Russell Shaw To vote, or not to vote?

Voting Credit Vox Efx via Flickr CC BY 20 CNA 11 19 15

As the presidential primaries wear on, a potentially serious dilemma has begun to take shape for some voters. 

The question isn't for whom to vote in November but whether to vote at all.

Yes, the candidates of both parties who are currently considered to have a serious shot at the nomination do have their enthusiastic supporters. But for other voters these office-seekers inspire not just distaste but uncertainty about the moral acceptability of voting for any of them.

Keep calm. This is not a prelude to arguing for or against the policy views of Hillary or Bernie, Donald or Ted or John. Rather, the question I'm raising here is precisely this:  if you believe in conscience (as some voters now do) that the candidates in a particular election hold morally insupportable views on various serious matters, what should you do? Some people already know their answer, but the fact that others are uncertain underlines the need for timely reflection on these matters.

The Catholic bishops of the United States anticipated the question last year and gave an answer worth considering. In a statement called Faithful Citizenship setting out general principles and presenting their own policy views, bishops said this:

"When all candidates hold a position that promotes an intrinsically evil act, the conscientious voter faces a dilemma. The voter may decide to take the extraordinary step of not voting for any candidate or, after careful deliberation, may decide to vote for the candidate deemed less likely to advance such a morally flawed position and more likely to pursue other human goods."

Which is to say: either don't vote or else vote for the one you believe will do the least harm.

Notice that the bishops call not voting "extraordinary." When counseling voters, civic-minded religious groups generally tell them to inform themselves on the issues and candidates and cast their ballots in light of a responsible judgment about who will best serve the common good. Faithful Citizenship does plenty of that, and what it says is worth considering.

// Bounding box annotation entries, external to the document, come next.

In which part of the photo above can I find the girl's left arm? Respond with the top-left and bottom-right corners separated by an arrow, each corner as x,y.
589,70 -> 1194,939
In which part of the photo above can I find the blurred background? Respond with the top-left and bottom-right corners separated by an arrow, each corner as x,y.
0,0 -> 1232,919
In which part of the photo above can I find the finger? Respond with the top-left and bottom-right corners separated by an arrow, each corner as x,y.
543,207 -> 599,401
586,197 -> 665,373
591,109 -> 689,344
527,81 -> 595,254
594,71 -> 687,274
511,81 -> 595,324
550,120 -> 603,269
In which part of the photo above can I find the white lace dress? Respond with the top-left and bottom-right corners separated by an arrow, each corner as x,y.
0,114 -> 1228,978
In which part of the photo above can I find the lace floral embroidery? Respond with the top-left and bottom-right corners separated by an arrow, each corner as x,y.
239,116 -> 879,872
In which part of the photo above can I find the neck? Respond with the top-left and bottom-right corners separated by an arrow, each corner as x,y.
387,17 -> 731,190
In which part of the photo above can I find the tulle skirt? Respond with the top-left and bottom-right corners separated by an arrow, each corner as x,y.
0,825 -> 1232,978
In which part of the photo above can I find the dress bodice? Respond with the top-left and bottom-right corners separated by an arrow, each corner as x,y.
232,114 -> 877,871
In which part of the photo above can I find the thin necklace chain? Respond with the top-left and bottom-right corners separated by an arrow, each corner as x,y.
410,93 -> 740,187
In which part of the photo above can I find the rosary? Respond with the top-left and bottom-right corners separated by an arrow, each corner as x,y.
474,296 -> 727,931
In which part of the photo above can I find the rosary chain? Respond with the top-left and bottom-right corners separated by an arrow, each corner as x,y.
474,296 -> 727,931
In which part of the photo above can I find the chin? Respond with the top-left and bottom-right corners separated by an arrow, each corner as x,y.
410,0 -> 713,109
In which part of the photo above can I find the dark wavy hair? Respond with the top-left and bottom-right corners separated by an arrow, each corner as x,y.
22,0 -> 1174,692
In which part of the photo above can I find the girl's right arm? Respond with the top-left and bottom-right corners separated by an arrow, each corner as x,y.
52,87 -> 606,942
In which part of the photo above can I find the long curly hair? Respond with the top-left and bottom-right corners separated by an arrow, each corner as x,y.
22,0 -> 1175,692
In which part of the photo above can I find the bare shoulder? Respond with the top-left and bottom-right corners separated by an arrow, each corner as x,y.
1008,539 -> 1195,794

Catholic social teaching, the bishops point out, is grounded in four basic principles: the dignity of the human person, the common good, subsidiarity, and solidarity.  In a key passage unpacking the meaning of these principles, they say: 

"Every human being has a right to life, the fundamental right that makes all other rights possible, and a right to access those things required for human decency-food and shelter, education and employment, health care and housing, freedom of religion and family life."

Ideally, political debate would operate in the framework of principles like these. Alas, that's hardly the case with American politics lately. What we've had instead has been, in the bishops' words, "a contest of powerful interests, partisan attacks, sound bites, and media hype."

Now Americans find themselves facing the unpleasant but predictable   consequences of that approach to politics: candidates for the nation's highest office whom some serious-minded, well-informed voters can't conscientiously support.  In Democracy in America that astute observer Alexis de Tocqueville blamed such an outcome on what he called "the natural instincts of democracy."

"I hold it proved," the Frenchman wrote after an extensive tour of the United States two centuries ago, "that those who consider universal suffrage as a guarantee of the excellence of the choice made are under a complete delusion. Universal suffrage has other advantages but not that one." Someone may shrink from saying de Tocqueville was right, but in times like these you can hardly say flatly that he was wrong.